A total of 8,797,770 shares of Common Stock have been repurchased
under share repurchase programs which began in 1993. Of the total
shares repurchased, 528,000 shares were retired and the remainder
were held as Treasury Stock as of September 29, 1996. In addition,
in August 1995, the Corporation purchased 18,099,546 shares
(9,049,773 shares on a pre-split basis) of its Common Stock from
Hershey Trust Company, as Trustee for the benefit of Milton Hershey
School. A total of 26,369,316 shares were held as Treasury Stock as
of September 29, 1996.
5. The majority of inventories are valued under the last-in, first-out
(LIFO) method. The remaining inventories are stated at the lower of
first-in, first-out (FIFO) cost or market. Inventories were as
follows:
September 29, 1996 December 31, 1995
(in thousands of dollars)
Raw materials $207,641 $189,371
Goods in process 37,226 28,201
Finished goods 330,066 249,106
Inventories at FIFO 574,933 466,678
Adjustment to LIFO (83,172) (69,108)
Total inventories $491,761 $397,570
Page 7
6. In the fourth quarter of 1994, the Corporation recorded a pre-tax
restructuring charge of $106.1 million following a comprehensive
review of domestic and international operations designed to enhance
performance of operating assets by lowering operating and
administrative costs, eliminating underperforming assets and
streamlining the overall decision-making process. The restructuring
program was essentially complete as of June 30, 1996.

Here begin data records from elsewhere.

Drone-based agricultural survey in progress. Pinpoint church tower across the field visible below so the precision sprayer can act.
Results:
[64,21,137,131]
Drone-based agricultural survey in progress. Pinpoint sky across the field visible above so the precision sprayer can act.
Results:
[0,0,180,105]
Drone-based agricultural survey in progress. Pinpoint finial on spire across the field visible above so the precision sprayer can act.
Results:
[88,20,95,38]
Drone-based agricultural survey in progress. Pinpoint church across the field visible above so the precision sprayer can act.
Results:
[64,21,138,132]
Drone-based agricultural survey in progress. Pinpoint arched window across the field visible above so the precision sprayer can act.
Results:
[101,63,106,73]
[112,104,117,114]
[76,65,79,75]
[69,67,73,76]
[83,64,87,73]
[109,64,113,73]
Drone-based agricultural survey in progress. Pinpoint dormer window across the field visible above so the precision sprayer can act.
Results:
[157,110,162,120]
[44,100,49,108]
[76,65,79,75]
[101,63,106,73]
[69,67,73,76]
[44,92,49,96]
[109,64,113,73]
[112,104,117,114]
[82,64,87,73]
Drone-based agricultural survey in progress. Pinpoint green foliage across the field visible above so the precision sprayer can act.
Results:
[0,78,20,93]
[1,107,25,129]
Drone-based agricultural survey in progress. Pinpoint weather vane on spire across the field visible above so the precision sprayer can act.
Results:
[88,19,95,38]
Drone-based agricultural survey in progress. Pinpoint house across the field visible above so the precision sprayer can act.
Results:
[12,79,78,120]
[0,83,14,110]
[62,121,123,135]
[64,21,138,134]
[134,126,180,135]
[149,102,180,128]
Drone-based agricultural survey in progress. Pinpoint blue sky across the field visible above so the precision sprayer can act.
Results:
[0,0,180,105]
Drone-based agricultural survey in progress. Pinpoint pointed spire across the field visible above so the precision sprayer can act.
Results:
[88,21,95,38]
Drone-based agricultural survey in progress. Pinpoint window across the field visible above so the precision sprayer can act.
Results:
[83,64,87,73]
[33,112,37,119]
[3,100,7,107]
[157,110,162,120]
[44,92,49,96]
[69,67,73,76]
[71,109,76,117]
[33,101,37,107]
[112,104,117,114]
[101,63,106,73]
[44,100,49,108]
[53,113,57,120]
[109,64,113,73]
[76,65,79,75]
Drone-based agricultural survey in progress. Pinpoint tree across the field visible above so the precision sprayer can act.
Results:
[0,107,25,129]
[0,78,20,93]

7. In June 1995, the Corporation completed the sale of the outstanding
shares of Overspecht B.V. (OZF Jamin) to a management buyout group
at OZF Jamin, as part of the restructuring program announced by the
Corporation in late 1994. The Corporation purchased the outstanding
shares of OZF Jamin in October 1993 for approximately $20.2 million.
8. In January 1996, the Corporation completed the sale of the assets of
Hershey Canada, Inc.'s PLANTERS nut (Planters) and LIFE SAVERS and
BREATH SAVERS hard candy, and BEECH-NUT cough drop (Life Savers)
businesses to Johnvince Foods Group and Beta Brands Inc.,
respectively. Both transactions were part of the Corporation's
restructuring program.
9. In December 1995, the Corporation completed the acquisition of the
outstanding shares of the confectionery company Henry Heide,
Incorporated (Henry Heide), for approximately $12.5 million. Henry
Heide's manufacturing facility is located in New Brunswick, N.J.,
where it manufactures a variety of non-chocolate confectionery
products including JUJYFRUITS candies and WUNDERBEANS jellybeans.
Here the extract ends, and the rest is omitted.